O estudo alerta que não há uma única fonte capaz de financiar, isoladamente, as necessidades de infraestrutura do país. Para elevar os investimentos ao patamar necessário, será preciso combinar diferentes instrumentos financeiros, ampliar a participação privada e criar um ambiente econômico e institucional capaz de dar segurança aos investidores.
A publicação aponta que o novo regime de financiamento deve estar apoiado na estabilidade macroeconômica e fiscal, fundamental para reduzir incertezas e o custo do capital, e no fortalecimento do mercado de capitais, com maior participação de investidores institucionais e instrumentos de longo prazo.

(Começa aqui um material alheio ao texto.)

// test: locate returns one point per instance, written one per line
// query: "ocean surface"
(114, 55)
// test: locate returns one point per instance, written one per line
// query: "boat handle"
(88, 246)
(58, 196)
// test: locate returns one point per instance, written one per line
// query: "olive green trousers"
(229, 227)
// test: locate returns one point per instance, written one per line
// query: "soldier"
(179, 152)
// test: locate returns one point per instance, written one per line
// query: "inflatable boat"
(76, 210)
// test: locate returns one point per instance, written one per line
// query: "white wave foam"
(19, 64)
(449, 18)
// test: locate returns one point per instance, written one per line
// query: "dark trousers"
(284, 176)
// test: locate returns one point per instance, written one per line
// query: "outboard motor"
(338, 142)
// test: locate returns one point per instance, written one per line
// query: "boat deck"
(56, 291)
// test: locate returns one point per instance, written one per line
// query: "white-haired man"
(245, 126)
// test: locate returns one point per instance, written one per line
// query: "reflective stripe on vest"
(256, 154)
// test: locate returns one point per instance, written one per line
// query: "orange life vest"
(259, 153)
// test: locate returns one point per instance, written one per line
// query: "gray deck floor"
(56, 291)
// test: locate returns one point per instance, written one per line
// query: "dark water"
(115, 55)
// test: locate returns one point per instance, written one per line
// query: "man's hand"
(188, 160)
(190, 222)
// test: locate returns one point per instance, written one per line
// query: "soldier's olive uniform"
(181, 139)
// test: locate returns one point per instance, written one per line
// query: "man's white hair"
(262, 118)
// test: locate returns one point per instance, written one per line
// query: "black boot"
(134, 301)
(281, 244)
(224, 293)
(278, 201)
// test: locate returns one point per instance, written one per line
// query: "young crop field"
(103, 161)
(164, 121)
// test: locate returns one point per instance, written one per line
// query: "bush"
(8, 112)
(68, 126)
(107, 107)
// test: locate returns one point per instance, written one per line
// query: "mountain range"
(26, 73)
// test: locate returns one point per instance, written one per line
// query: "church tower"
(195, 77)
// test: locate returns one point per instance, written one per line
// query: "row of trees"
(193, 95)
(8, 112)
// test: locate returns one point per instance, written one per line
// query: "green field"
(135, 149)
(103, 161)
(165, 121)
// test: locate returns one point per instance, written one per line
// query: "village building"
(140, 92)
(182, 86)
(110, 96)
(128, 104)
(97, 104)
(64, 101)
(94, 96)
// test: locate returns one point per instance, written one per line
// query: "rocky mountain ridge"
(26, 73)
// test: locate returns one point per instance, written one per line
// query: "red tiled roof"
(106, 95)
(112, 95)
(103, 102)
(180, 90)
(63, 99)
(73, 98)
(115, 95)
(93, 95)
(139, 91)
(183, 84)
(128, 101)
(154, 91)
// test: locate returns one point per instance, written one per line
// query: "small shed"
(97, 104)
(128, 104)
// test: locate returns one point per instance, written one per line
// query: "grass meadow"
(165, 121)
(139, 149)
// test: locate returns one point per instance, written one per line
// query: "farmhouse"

Também destaca a necessidade de expandir o crédito privado e o project finance, com estruturas capazes de distribuir riscos de forma mais eficiente.
O novo regime pressupõe ainda ampliar a carteira de projetos bem estruturados, o que fortalece a capacidade de planejamento e de preparação de concessões e parcerias, inclusive com a atuação de instituições como BNDES (Banco Nacional de Desenvolvimento Econômico e Social) e Caixa.
Soma-se a isso a necessidade de assegurar segurança jurídica, previsibilidade regulatória e autonomia técnica das agências reguladoras. Para a CNI, esses elementos precisam funcionar de forma integrada para que o país consiga mobilizar recursos na escala necessária.
O estudo destaca que o BNDES e as demais instituições públicas de desenvolvimento permanecem relevantes. O desafio é fortalecer sua atuação em um novo regime de financiamento, no qual possam contribuir para reduzir riscos, estruturar e viabilizar projetos e ampliar a capacidade de mobilização de recursos privados de longo prazo.